Rénover le tertiaire

La transition énergétique de Paris nécessite la mobilisation des acteurs économiques du territoire. Avec plus de 400 000 établissements et 1,6 million emplois, le secteur tertiaire parisien doit maintenir son attractivité en améliorant sa performance économique tout en réduisant de 25 % l’émission de gaz à effet de serre.

Publié le 07 mars 2017
par Mathilde VAN-EECKHOUT

Contexte actuel

Actuellement le secteur tertiaire couvre plus de 40 % des surfaces immobilières de la capitale soit 59 millions de m². La répartition des activités est assez diverse avec des profils de consommations différents

Secteurs du tertiaire

Source : Ville de Paris - DEVE - AEU

Secteur tertiaire plus énergivore que secteur résidentiel

En 2009, le secteur tertiaire émet plus de 2,7 millions de tonnes de Co2 et a consommé plus de 16,4 TWh d’énergie contre 14,2 TWh pour le secteur résidentiel. La facture s’élève à 1,3  milliard d’euros et continuera d’augmenter avec la hausse du prix de l’énergie.

Un secteur prioritaire

Avec un tel enjeu, la Ville de Paris s’est fixé un objectif ambitieux dans le cadre de l’actualisation du Plan Climat Energie de 2012. En attendant la publication en 2015 du carnet tertiaire, la Ville a réalisé différents scénarios de consommations énergétiques du tertiaire parisien à 2020.

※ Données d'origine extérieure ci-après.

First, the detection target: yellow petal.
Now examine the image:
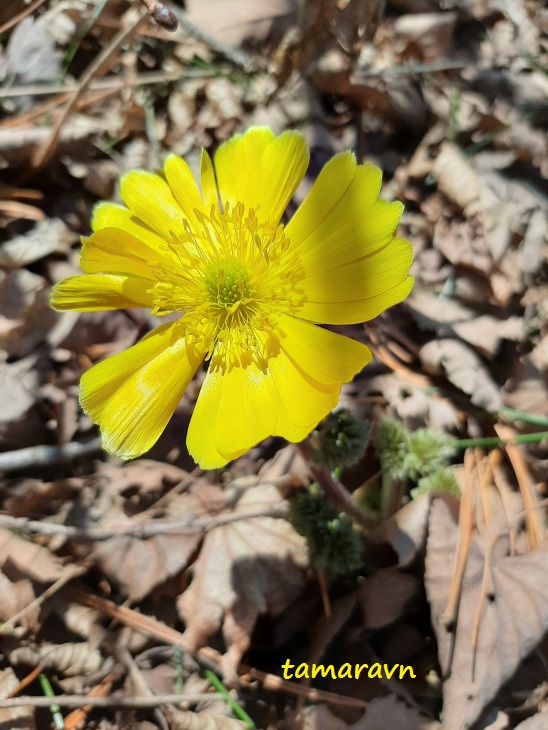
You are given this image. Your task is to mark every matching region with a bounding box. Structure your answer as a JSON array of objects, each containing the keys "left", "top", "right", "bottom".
[
  {"left": 187, "top": 353, "right": 340, "bottom": 469},
  {"left": 286, "top": 159, "right": 403, "bottom": 274},
  {"left": 80, "top": 322, "right": 204, "bottom": 459},
  {"left": 268, "top": 349, "right": 341, "bottom": 426},
  {"left": 164, "top": 154, "right": 204, "bottom": 222},
  {"left": 80, "top": 228, "right": 174, "bottom": 280},
  {"left": 279, "top": 315, "right": 371, "bottom": 384},
  {"left": 120, "top": 170, "right": 185, "bottom": 241},
  {"left": 50, "top": 274, "right": 153, "bottom": 312},
  {"left": 299, "top": 238, "right": 413, "bottom": 302},
  {"left": 299, "top": 276, "right": 413, "bottom": 324},
  {"left": 91, "top": 202, "right": 166, "bottom": 251},
  {"left": 187, "top": 365, "right": 276, "bottom": 469},
  {"left": 215, "top": 127, "right": 308, "bottom": 224}
]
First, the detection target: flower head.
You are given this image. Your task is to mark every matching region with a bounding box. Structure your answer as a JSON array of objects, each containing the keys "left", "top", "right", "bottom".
[{"left": 52, "top": 128, "right": 412, "bottom": 468}]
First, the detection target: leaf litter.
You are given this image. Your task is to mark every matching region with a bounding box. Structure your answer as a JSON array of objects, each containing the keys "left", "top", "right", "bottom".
[{"left": 0, "top": 0, "right": 548, "bottom": 730}]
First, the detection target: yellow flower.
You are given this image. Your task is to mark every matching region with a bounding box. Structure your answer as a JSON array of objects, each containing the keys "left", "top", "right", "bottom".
[{"left": 52, "top": 128, "right": 413, "bottom": 469}]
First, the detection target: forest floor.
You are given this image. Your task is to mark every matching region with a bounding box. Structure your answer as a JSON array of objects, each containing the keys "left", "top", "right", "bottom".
[{"left": 0, "top": 0, "right": 548, "bottom": 730}]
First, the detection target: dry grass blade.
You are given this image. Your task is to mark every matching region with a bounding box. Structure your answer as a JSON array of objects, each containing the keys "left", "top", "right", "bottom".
[{"left": 27, "top": 9, "right": 146, "bottom": 174}]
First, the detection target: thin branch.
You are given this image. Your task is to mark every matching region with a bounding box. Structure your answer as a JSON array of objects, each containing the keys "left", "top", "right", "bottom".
[
  {"left": 30, "top": 10, "right": 147, "bottom": 173},
  {"left": 175, "top": 9, "right": 253, "bottom": 71},
  {"left": 0, "top": 692, "right": 212, "bottom": 709},
  {"left": 0, "top": 438, "right": 101, "bottom": 474},
  {"left": 296, "top": 440, "right": 376, "bottom": 530},
  {"left": 0, "top": 504, "right": 288, "bottom": 542}
]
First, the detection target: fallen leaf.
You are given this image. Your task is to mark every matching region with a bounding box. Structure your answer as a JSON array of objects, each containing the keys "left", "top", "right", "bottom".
[
  {"left": 0, "top": 218, "right": 77, "bottom": 269},
  {"left": 420, "top": 338, "right": 502, "bottom": 412},
  {"left": 425, "top": 499, "right": 548, "bottom": 730},
  {"left": 301, "top": 695, "right": 441, "bottom": 730},
  {"left": 177, "top": 484, "right": 307, "bottom": 671},
  {"left": 358, "top": 568, "right": 420, "bottom": 631}
]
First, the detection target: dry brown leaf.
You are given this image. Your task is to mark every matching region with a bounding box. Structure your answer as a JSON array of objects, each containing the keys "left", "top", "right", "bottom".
[
  {"left": 0, "top": 218, "right": 77, "bottom": 268},
  {"left": 425, "top": 499, "right": 548, "bottom": 730},
  {"left": 0, "top": 527, "right": 66, "bottom": 583},
  {"left": 420, "top": 338, "right": 502, "bottom": 412},
  {"left": 394, "top": 11, "right": 457, "bottom": 63},
  {"left": 369, "top": 493, "right": 432, "bottom": 567},
  {"left": 186, "top": 0, "right": 296, "bottom": 47},
  {"left": 301, "top": 695, "right": 441, "bottom": 730},
  {"left": 0, "top": 572, "right": 40, "bottom": 633},
  {"left": 9, "top": 643, "right": 106, "bottom": 677},
  {"left": 0, "top": 667, "right": 36, "bottom": 730},
  {"left": 0, "top": 269, "right": 56, "bottom": 358},
  {"left": 94, "top": 480, "right": 218, "bottom": 601},
  {"left": 358, "top": 568, "right": 420, "bottom": 630},
  {"left": 164, "top": 707, "right": 249, "bottom": 730},
  {"left": 177, "top": 484, "right": 307, "bottom": 671},
  {"left": 432, "top": 142, "right": 481, "bottom": 215}
]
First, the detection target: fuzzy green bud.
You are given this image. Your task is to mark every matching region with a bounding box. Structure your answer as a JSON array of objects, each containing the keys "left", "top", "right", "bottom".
[
  {"left": 411, "top": 466, "right": 460, "bottom": 499},
  {"left": 314, "top": 408, "right": 369, "bottom": 471},
  {"left": 376, "top": 416, "right": 409, "bottom": 479},
  {"left": 404, "top": 428, "right": 455, "bottom": 479},
  {"left": 289, "top": 485, "right": 362, "bottom": 575}
]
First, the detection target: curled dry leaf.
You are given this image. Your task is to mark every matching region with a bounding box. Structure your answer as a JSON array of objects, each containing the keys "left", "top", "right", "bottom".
[
  {"left": 0, "top": 269, "right": 56, "bottom": 358},
  {"left": 301, "top": 695, "right": 441, "bottom": 730},
  {"left": 9, "top": 643, "right": 105, "bottom": 677},
  {"left": 177, "top": 484, "right": 307, "bottom": 671},
  {"left": 94, "top": 484, "right": 224, "bottom": 601},
  {"left": 164, "top": 707, "right": 249, "bottom": 730},
  {"left": 425, "top": 499, "right": 548, "bottom": 730},
  {"left": 0, "top": 527, "right": 66, "bottom": 583},
  {"left": 432, "top": 142, "right": 481, "bottom": 214},
  {"left": 420, "top": 337, "right": 502, "bottom": 412}
]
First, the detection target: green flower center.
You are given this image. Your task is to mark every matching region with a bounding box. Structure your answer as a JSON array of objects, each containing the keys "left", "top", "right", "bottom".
[{"left": 204, "top": 257, "right": 252, "bottom": 309}]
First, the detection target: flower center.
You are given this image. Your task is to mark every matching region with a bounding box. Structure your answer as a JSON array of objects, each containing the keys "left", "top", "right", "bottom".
[
  {"left": 204, "top": 257, "right": 252, "bottom": 309},
  {"left": 151, "top": 203, "right": 303, "bottom": 371}
]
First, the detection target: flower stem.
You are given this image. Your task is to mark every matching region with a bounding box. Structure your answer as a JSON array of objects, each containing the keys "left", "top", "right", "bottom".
[
  {"left": 453, "top": 431, "right": 548, "bottom": 449},
  {"left": 295, "top": 439, "right": 376, "bottom": 530}
]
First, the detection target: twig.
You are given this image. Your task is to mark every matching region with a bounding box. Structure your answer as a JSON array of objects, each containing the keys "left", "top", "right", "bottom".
[
  {"left": 175, "top": 10, "right": 253, "bottom": 71},
  {"left": 0, "top": 504, "right": 288, "bottom": 542},
  {"left": 296, "top": 440, "right": 376, "bottom": 530},
  {"left": 0, "top": 565, "right": 89, "bottom": 636},
  {"left": 0, "top": 438, "right": 101, "bottom": 474},
  {"left": 0, "top": 68, "right": 222, "bottom": 100},
  {"left": 30, "top": 9, "right": 146, "bottom": 173},
  {"left": 0, "top": 692, "right": 212, "bottom": 709}
]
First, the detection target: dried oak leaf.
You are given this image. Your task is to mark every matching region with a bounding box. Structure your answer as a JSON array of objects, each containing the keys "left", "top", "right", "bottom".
[
  {"left": 0, "top": 527, "right": 66, "bottom": 583},
  {"left": 301, "top": 695, "right": 440, "bottom": 730},
  {"left": 177, "top": 484, "right": 307, "bottom": 671},
  {"left": 8, "top": 642, "right": 109, "bottom": 677},
  {"left": 165, "top": 707, "right": 249, "bottom": 730},
  {"left": 420, "top": 337, "right": 502, "bottom": 412},
  {"left": 425, "top": 499, "right": 548, "bottom": 730},
  {"left": 94, "top": 484, "right": 220, "bottom": 601}
]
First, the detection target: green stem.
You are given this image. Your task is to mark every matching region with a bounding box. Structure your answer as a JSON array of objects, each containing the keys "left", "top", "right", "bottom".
[
  {"left": 202, "top": 667, "right": 256, "bottom": 730},
  {"left": 38, "top": 674, "right": 65, "bottom": 730}
]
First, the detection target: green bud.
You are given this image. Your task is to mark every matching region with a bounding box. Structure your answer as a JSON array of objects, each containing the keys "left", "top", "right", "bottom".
[
  {"left": 376, "top": 416, "right": 409, "bottom": 479},
  {"left": 411, "top": 466, "right": 460, "bottom": 499},
  {"left": 289, "top": 485, "right": 362, "bottom": 575},
  {"left": 404, "top": 428, "right": 455, "bottom": 479},
  {"left": 314, "top": 408, "right": 369, "bottom": 471}
]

Voici les trois fiches qui présentent en détails les enjeux énergétiques du tertiaire parisien (mai 2014) :

L’APC souhaite continuer de mobiliser les grands gestionnaires de patrimoines publics et privés du territoire en lançant le hub grand tertiaire.

Par ailleurs, l’APC sensibilise les acteurs du tertiaire à la Charte Paris Action Climat, par laquelle les acteurs du territoire s’engagent aux côtés de la ville sur les objectifs de réduction de leur empreinte carbone, ainsi qu’à la Charte Plan Bâtiment Durable, qui vise à anticiper les futures obligations de travaux énergétique du parc tertiaire.